A GM spokesman said the company “has no plans to suspend the wind-down agreements' deadlines with dealers.”
At least 22 members of the House asked the Obama administration to prevail on GM to halt the terminations until federal investigators can complete their probe of possible illegal misconduct over the closures.
House Minority Leader John Boehner of Ohio is the most senior Republican to join the effort begun by Rep. Steven LaTourette, R-Ohio.
Among the Democrats are Reps. Dennis Kucinich and Betty Sutton of Ohio.
Sen. Sherrod Brown, another Ohio Democrat, asked the Obama administration and GM today to suspend terminations of dealerships until courts can rule on dealer appeals.

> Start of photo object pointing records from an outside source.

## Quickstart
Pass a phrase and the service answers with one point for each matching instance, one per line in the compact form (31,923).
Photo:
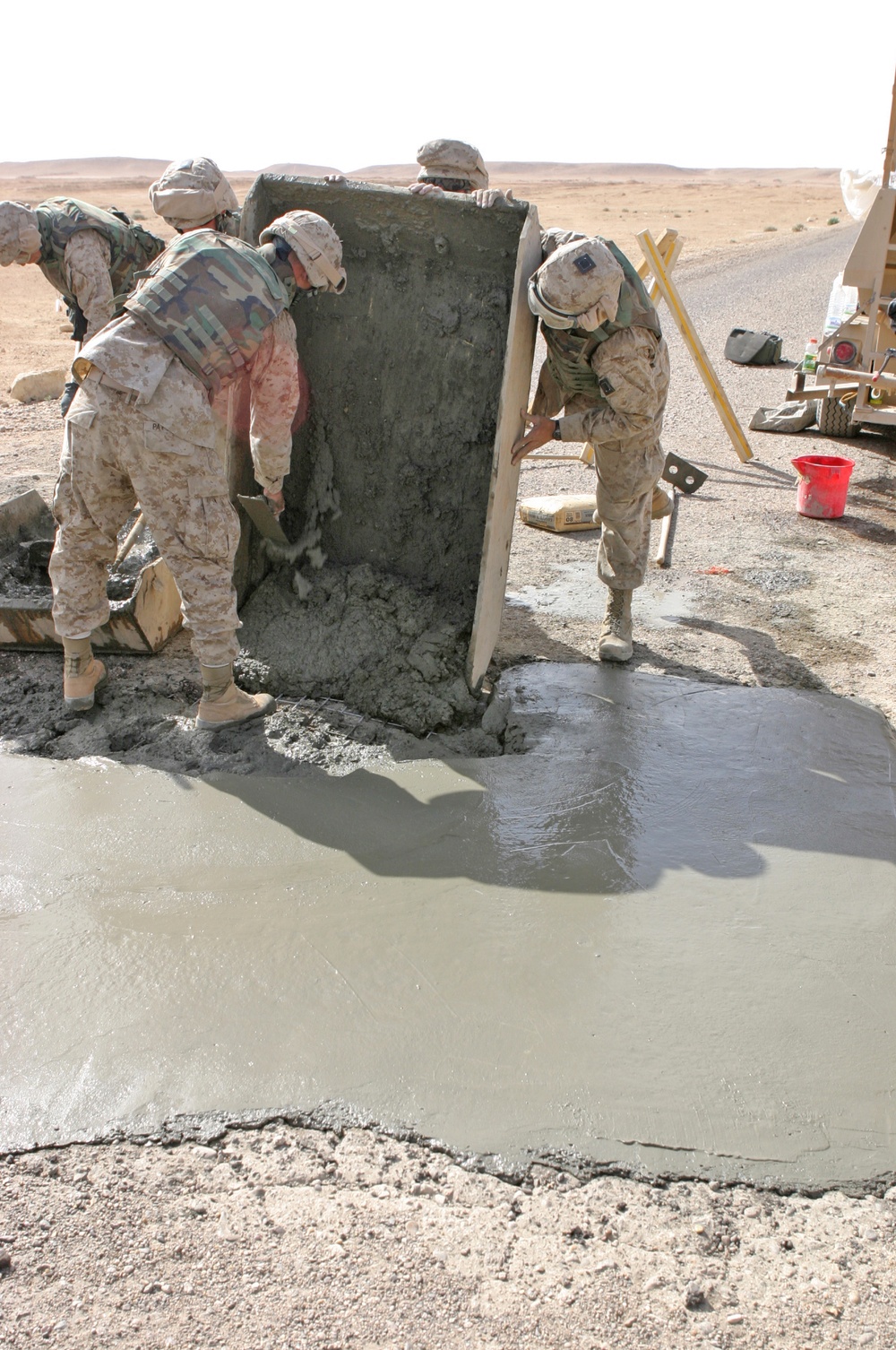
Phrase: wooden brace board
(669,293)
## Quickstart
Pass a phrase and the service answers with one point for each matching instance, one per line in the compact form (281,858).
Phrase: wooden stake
(890,154)
(666,530)
(688,333)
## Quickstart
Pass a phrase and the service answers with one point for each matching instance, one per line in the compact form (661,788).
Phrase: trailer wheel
(835,419)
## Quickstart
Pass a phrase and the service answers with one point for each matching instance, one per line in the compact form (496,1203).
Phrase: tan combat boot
(661,504)
(82,674)
(614,643)
(226,705)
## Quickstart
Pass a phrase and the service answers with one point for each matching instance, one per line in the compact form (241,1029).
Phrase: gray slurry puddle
(663,939)
(575,593)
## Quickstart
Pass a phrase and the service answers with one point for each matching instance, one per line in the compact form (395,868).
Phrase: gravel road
(792,601)
(293,1238)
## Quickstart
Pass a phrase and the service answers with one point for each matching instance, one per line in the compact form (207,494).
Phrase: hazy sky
(726,84)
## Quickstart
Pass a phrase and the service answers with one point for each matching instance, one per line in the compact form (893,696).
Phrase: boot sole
(204,725)
(85,702)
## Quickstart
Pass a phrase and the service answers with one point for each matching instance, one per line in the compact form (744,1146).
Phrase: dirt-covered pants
(626,480)
(112,458)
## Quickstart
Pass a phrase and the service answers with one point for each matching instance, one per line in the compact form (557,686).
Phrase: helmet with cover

“I urge you to postpone any dealership closings until the dealerships have had their day in court,” Brown's letter said.
Many of the lawmakers are from Ohio because three GM dealerships in the state that are scheduled to be closed have appealed arbitrators' decisions to have them shuttered.
GM spokesman Greg Martin said “a suspension would only divert our collective attention at a critical time and would ignore the independent decisions of arbitrators and individual settlement agreements between GM and its dealers.”
A Treasury spokesman today had no comment.
The special inspector general of the U.S. Troubled Asset Relief Program is investigating the closure of more than 2,000 GM and Chrysler dealerships during and after the companies' bankruptcies last year.
A July audit by the inspector general criticized the way the terminations were handled by the Obama administration and the automakers.
During the summer of 2009, GM notified 2,064 dealerships of plans to terminate at least one of their franchises by October 2010. GM's goal was to pare its U.S. dealer network from 6,049 stores to about 3,600.
GM's U.S. sales network is now likely to be about 25 percent larger than originally planned, with about 900 more stores -- making a total of about 4,500.